Storage node to Satellite : I've lost this block, sorry

Only if the incentive is right. If it’s treated exactly like an audit failure, I’d disable it because I’d pay in additional I/O of the scrub only for my audit score to potentially go lower. On the other side if it didn’t cost anything, people would abuse it to have instant graceful exit without having to transfer data out and without the node having to be old enough.

1 Like

Just an update to say that I rsynced the data to another disk and there were 300 incomplete files but the disk is OK. I think the cause was a power fault where the ssd failed to write.
A scrub could have fixed the problem with about 500M of download, those cents could have been taken from my held amount and saved me a day

There is no practical way to verify that the node supposedly has all other data intact after an audit failure.

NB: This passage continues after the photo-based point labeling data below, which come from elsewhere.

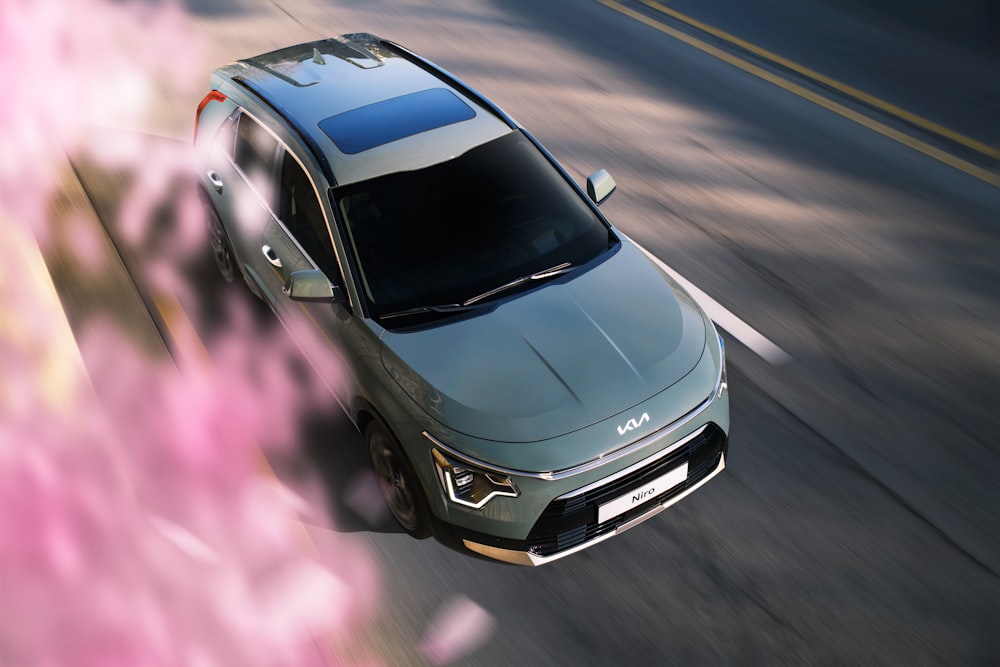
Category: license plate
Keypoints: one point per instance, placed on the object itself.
(641, 494)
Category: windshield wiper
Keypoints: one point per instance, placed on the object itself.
(443, 308)
(556, 270)
(468, 304)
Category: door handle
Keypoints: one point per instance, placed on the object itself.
(271, 256)
(216, 181)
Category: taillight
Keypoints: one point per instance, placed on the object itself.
(213, 96)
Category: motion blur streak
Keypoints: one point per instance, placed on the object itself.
(135, 525)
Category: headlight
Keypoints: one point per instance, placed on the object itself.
(470, 486)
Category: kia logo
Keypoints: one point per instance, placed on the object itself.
(632, 423)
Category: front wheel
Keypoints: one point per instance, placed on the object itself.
(398, 481)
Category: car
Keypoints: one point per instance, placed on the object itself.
(527, 381)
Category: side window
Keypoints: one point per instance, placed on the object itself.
(303, 216)
(255, 150)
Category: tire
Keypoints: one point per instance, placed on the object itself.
(218, 243)
(397, 481)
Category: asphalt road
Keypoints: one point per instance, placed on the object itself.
(856, 521)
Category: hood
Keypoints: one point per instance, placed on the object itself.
(566, 355)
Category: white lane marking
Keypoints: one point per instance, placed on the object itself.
(739, 329)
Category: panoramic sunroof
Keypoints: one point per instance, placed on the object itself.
(360, 129)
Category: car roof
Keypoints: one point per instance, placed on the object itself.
(369, 107)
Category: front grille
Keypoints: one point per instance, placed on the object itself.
(568, 522)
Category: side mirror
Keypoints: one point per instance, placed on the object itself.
(312, 285)
(600, 186)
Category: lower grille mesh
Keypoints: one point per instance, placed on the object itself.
(572, 521)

The satellite uses a probability algorithm to check random pieces from your node. To check every single piece it need a lot of time and computation, it will take weeks to check a whole single node, it is very expensive to use the whole satellite to audit only one node from thousands.

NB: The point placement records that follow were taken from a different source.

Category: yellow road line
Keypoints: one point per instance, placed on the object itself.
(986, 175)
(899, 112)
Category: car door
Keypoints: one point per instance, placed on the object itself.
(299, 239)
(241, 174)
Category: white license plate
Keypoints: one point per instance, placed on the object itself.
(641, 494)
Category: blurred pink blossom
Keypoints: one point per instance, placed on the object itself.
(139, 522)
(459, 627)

The node doesn’t have a knowledge, what data it supposedly should have, it’s untrusted by default.
It can check checksums and store information on some trusted storage, as proposed in the linked thread, but:

Thus it’s much cheaper for the network just disqualify your node and mark all hold pieces as lost.
The result will be the same, as in your proposition:

  • the held amount will be used to recover lost data;
  • the reputation of the node will be reset back to zero, so start with vetting and 75% held back (because the held amount has been used);
  • since all pieces are marked as probably lost, they will be recovered when the trigger is fired, thus they will be deleted from your node by the Garbage collector.

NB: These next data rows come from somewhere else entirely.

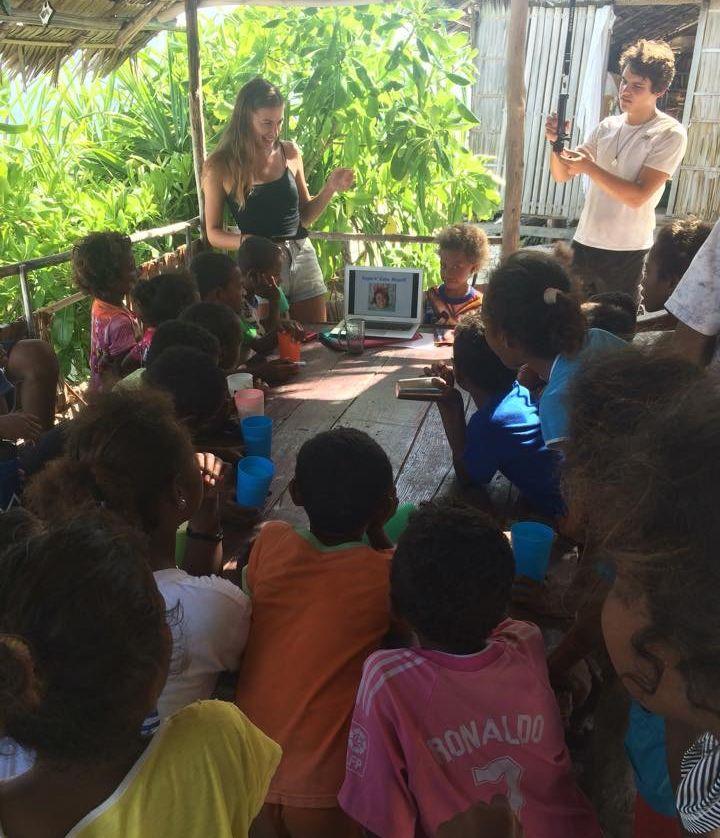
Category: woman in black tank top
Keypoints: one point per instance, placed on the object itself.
(261, 179)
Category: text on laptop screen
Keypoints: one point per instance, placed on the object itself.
(378, 293)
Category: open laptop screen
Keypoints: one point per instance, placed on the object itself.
(379, 293)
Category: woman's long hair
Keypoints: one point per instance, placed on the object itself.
(236, 149)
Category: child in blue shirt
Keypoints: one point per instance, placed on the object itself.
(504, 433)
(533, 318)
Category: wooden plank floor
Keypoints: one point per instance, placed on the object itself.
(335, 389)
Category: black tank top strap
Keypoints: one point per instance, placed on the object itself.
(271, 209)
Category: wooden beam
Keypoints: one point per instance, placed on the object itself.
(132, 27)
(86, 24)
(68, 45)
(515, 137)
(197, 121)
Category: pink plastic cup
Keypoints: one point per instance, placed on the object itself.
(250, 402)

So it’s the same as disqualification, but with slow cleaning of the used space.
It’s much simpler just start over.

I guess one difference would be that if my node was disqualified on only one satellite (which might happen), I would not have to run two nodes - a new node for that satellite and the old node for all the other satellites.

Yes, I have to agree. However, all that time the data of the satellite will be stored on the disqualified node and slowly delete during the time.

5 posts were split to a new topic: The node wipes data after disqualification, the satellite wipes reputation and node can start over

It is not about disqualification for me. It is preemptive.
I am not even sure that the 300 files were ever completed as storagenode seems not to care much about leaving junk files around.

I’ll post an update if I see any failed audits

i would argue junk files are storj’s problem and they should have to pay for their storage… SNO’s run a storage space business… :smiley:

we cannot really care much about what kind of files are stored and what isn’t… people just have to pay for their allotted space…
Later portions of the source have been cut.